GrabGPT represents an internal LLM deployment case study from Grab, a Southeast Asian superapp company operating across mobility, deliveries, and digital financial services. The project began in March 2023 as an attempt to reduce support burden on the ML Platform team but evolved into a company-wide internal ChatGPT alternative. This case study is particularly interesting from an LLMOps perspective because it demonstrates the rapid evolution from a failed RAG implementation to a successful general-purpose internal tool, highlighting pragmatic decision-making, deployment infrastructure reuse, and the importance of non-technical factors like security and accessibility in enterprise LLM adoption.

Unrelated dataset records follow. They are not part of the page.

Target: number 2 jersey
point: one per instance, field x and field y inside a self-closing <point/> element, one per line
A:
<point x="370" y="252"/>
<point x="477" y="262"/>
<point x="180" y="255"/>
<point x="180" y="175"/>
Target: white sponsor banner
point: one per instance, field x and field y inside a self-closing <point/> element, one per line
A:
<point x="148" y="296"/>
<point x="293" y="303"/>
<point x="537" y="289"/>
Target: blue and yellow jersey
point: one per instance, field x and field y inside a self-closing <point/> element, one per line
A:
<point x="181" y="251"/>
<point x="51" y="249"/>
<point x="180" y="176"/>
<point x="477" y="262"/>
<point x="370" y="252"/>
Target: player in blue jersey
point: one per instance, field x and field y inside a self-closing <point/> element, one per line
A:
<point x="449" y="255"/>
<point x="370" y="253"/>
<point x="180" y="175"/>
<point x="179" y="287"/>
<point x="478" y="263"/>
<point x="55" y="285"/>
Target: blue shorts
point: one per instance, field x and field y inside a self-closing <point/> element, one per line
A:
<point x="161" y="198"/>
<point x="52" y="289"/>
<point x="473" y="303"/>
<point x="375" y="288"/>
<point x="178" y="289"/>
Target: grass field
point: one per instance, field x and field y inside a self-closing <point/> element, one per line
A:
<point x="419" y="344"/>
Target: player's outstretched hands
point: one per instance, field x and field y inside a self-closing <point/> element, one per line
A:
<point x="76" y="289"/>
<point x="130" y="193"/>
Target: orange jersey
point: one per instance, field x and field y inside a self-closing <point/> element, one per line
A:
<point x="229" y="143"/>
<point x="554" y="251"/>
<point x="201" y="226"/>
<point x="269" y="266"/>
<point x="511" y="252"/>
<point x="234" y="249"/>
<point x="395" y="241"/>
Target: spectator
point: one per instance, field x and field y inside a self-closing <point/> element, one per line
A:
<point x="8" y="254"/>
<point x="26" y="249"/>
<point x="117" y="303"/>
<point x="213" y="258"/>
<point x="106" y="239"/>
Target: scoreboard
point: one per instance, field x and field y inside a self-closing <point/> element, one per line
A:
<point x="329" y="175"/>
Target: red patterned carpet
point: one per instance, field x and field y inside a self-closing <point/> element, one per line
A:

The narrative, authored by engineer Wenbo Wei and published in May 2025, provides a first-person account of the development process, though as with any self-reported case study, claims about adoption rates and impact should be considered within the context of internal promotion of the tool. The case study offers valuable insights into the operational considerations of deploying LLMs at enterprise scale, particularly around authentication, model agnosticism, auditability, and data security requirements.

Initial Problem and First Attempt

The original motivation stemmed from a common enterprise pain point: the ML Platform team at Grab was experiencing high volumes of repetitive user inquiries through Slack channels, consuming significant on-call engineering time. The initial hypothesis was that a specialized chatbot could be built to automatically answer questions based on the platform’s documentation, potentially using retrieval-augmented generation (RAG) approaches.

The engineer explored open-source frameworks and discovered chatbot-ui, which could be integrated with LLMs. The approach involved attempting to feed over 20,000 words of platform Q&A documentation to the system. However, this immediately encountered a fundamental LLMOps challenge: GPT-3.5-turbo’s context window limitation of 8,000 tokens (approximately 2,000 words). To work within these constraints, the engineer spent considerable time summarizing the documentation down to less than 800 words, a reduction of over 95% of the original content.

This first attempt reveals several LLMOps lessons. The engineer tried multiple technical approaches: first, the heavily summarized documentation approach, which worked only for a handful of frequently asked questions; and second, embedding search (presumably a RAG approach), which “didn’t work that well too.” The case study doesn’t provide detailed technical reasons for the RAG failure, which limits our ability to assess whether this was due to embedding quality, retrieval precision issues, document chunking strategies, or prompt engineering challenges. The lack of detail here is somewhat notable—successful RAG implementations for documentation Q&A were certainly possible in early 2023, suggesting either implementation challenges, insufficient experimentation time, or architectural mismatches with the specific use case.

Importantly, the engineer made the pragmatic decision to abandon this specialized use case rather than continuing to iterate on the RAG approach. This pivot decision, while potentially premature from a pure technical perspective, proved strategically valuable.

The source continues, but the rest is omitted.